Congressman Tim Murphy, Who Says He's Pro-Life, Asked Mistress to Have Abortion, Report Claims

(Photo: Reuters/Jonathan Ernst)U.S. Representative Tim Murphy, R-Penn., chairs a House Energy and Commerce Oversight and Investigations Subcommittee hearing on the U.S. response to the Ebola crisis, in Washington October 16, 2014.

Pro-life Republican congressman Tim Murphy is facing heat after it was reported that he encouraged his married mistress to have an abortion when it was believed that she was pregnant.

Murphy, who has represented Pennsylvania's 18th district since 2003 and has a 100 rating on the pro-life advocacy group Family Research Council's legislative scorecard, has yet to respond to claims made in a Tuesday Pittsburgh Post-Gazette article that he urged his mistress, psychologist Shannon Edwards, to have an abortion during an unfounded extramarital pregnancy scare.

The newspaper reported that it obtained text messages the 64-year-old Murphy received from Edwards in January that blasted Murphy for posting in support of the March for Life after he asked her to have an abortion when he thought she was pregnant.
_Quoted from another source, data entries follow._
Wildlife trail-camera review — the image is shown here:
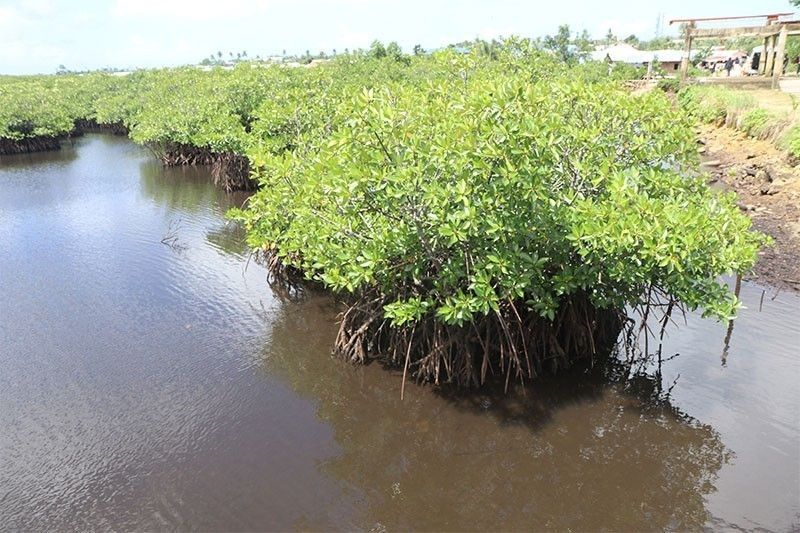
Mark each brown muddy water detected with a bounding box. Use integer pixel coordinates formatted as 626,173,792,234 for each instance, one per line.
0,135,800,531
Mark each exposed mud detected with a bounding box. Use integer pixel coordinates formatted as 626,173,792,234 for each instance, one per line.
0,137,61,155
698,126,800,291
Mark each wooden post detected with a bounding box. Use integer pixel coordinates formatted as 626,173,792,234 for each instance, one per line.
772,24,789,89
681,22,694,82
764,35,775,76
758,37,769,76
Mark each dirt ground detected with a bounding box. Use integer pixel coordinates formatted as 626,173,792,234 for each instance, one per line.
698,126,800,291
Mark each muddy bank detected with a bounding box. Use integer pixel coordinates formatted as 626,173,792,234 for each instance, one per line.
698,126,800,291
0,137,61,155
159,144,256,192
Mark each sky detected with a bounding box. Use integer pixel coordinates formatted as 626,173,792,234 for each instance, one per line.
0,0,800,74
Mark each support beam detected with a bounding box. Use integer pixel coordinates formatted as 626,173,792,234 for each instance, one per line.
691,22,800,39
681,22,694,82
764,35,775,77
772,24,789,89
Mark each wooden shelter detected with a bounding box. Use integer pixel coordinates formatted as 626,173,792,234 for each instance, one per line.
669,13,800,89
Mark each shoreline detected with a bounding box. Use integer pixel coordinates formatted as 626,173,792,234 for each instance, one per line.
697,125,800,293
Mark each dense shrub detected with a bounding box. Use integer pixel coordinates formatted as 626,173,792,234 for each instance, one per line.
230,68,761,383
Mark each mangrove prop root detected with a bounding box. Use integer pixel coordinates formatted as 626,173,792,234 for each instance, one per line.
0,137,61,155
258,250,628,388
334,293,625,388
158,144,255,192
70,118,128,137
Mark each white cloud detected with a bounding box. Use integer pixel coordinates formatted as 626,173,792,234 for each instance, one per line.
335,26,375,50
111,0,270,20
20,0,55,17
"And you have zero issue posting your pro-life stance all over the place when you had no issue asking me to abort our unborn child just last week when we thought that was one of the options," Edwards was quoted as stating in a text message to Murphy.

Murphy, who is a member of the the Pro-Life House Caucus and voted in favor of a 20-week abortion ban bill that passed the House on Tuesday, allegedly responded to the text message.
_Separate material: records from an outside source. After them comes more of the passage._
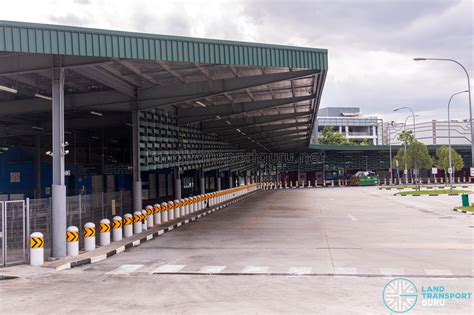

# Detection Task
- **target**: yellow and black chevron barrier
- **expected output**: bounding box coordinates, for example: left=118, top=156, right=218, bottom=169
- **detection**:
left=83, top=227, right=95, bottom=237
left=123, top=217, right=133, bottom=225
left=112, top=220, right=122, bottom=229
left=100, top=223, right=110, bottom=233
left=66, top=232, right=79, bottom=242
left=30, top=236, right=44, bottom=248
"I get what you say about my March for Life messages," the Pittsburgh Post-Gazette quoted the congressman as texting in response. "I've never written them. Staff does them. I read them and winced. I told staff don't write any more. I will."

Murphy admitted last month to having the affair with Edwards after the Pittsburgh Post-Gazette uncovered court documents pertaining to the divorce between Edwards and her husband, Jesse Sally. Murphy was subpoenaed in the case because Sally sought more details on his wife's marital misconduct.

Although the divorce case was opened in 2016, it wasn't until this summer that Sally's attorney asked to depose Murphy about his relationship with Edwards. Although Murphy's attorney tried to quash the subpoena, the motion was denied in September.

Although Murphy portrayed his relationship with Edwards as simply being an "affair with a personal friend" in a statement in September, the Post-Gazette reports that Edwards presented her affair with Murphy as being more of a long-term relationship in court documents.

When asked about the latest Post-Gazette report, a spokesperson for Murphy's office told CNN that "The office has no comment or response to the story."

Not many pro-life activists have yet publicly voiced their thoughts on the reports about Murphy, as the claim about him asking Edwards to have an abortion has not been substantiated outside of the Pittsburgh Post-Gazette report.

Mary Lou Gartner, the secretary of the anti-abortion group LifePac, told CNN that she believes Murphy is an "honorable" person.

"I'm not ready to cast a stone at him," Gartner was quoted as saying.

In addition to the claim that Murphy urged Edwards to have an abortion, the latest Pittsburgh Post-Gazette report also included a June 5 memo from his Chief of Staff Susan Mosychuk that states she and others have been exposed to "hostile, erratic, unstable, angry, aggressive and abusive behavior from the congressman."

Mosychuk also described the office moral as "abysmal" and laid out instances in which he berated office employees. Mosychuk's memo states that there has been 100 percent staff turnover in one year.

The memo demanded that the congressman change his behavior or else Mosychuk would be forced to "pursue further steps for recourse both for me and for office staff."